Google has announced the Pixel 9a, the latest in the company’s A-series mid-range Android smartphone line up. The £499 handset will be sold alongside the £799 Pixel 9 and £999 Pixel 9 Pro, though has many of the same software features as its pricer siblings.
That price undercuts Apple’s latest mid-range and cheapest iPhone, the £599 iPhone 16e, after the firm scrapped its £429 iPhone SE.
The Pixel 9a looks quite similar to the other Pixel 9 phones that launched in 2024. The phone sports flat edges, eschewing the curved sides of the Pixel 8a we favourably reviewed last year.
The 9a has the same Tensor G4 chipset as the other Pixel 9 series devices, a 6.3-inch OLED screen with 120Hz refresh rate, dual cameras with a 48MP main and 13MP ultrawide, IP68 dust and water resistance, seven years of software updates till 2032 and, according to Google, more than 30 hours of battery life, which is the most of any Pixel.
Many of these specs trump the iPhone 16e, which is stuck with a 60Hz display and only one 48MP camera lens.
The new Pixel will be available to preorder from from Google starting in April with 128GB storage. It’s available in four colours: iris, peony, porcelain, obsidian.
As with Google’s more expensive phones, the Pixel 9a is all about its software and, more specifically, its AI software tools.
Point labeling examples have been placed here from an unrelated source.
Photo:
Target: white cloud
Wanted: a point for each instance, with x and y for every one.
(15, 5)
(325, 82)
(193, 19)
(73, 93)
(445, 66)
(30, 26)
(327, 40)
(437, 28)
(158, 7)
The phone runs Android 15, the latest version, and is stuffed to the gills with Pixel-exclusive features such as Magic Editor and Magic Eraser for photo editing, Call Screen to let AI answer spam calls for you, Pixel Studio to create images using AI, Google’s Circle to Search to Google anything on your screen, as well as the Google Gemini app.
Gemini has replaced Google Assistant on Pixel (and other Android) phones, and aims to link together all the data from your various Google accounts to become smarter and more useful.
I’m a simple man and prefer to ignore most of these AI features. The thing I like best about Pixel phones is their clean look and software, which you can keep relatively stripped back if you want to. But all these new-fangled smarts are there if you want them to be on the Pixel 9a, including Car Crash Detection and Theft Detection, which are handy, plus the Pixel-only free Google VPN service for more secure public Wi-Fi browsing.
The Pixel 9a looks like a good value at £499, although there are cheaper options available if you want to spend less than that on your next Android smartphone. The Pixel 8a can be found for £349 and has many of the same software perks and just as compact a design (as compact as a large-screen phone can get in 2025, anyway).
The new Google phone is still undercut by the impressive Nothing Phone 3a though. Despite being a large device, it costs just £329 and has triple cameras compared to the Pixel 9a’s two and sports Nothing’s minimalist Android software. If you can get by without all the AI smarts a Pixel offers, you don’t need to spend as much to get a solid phone these days.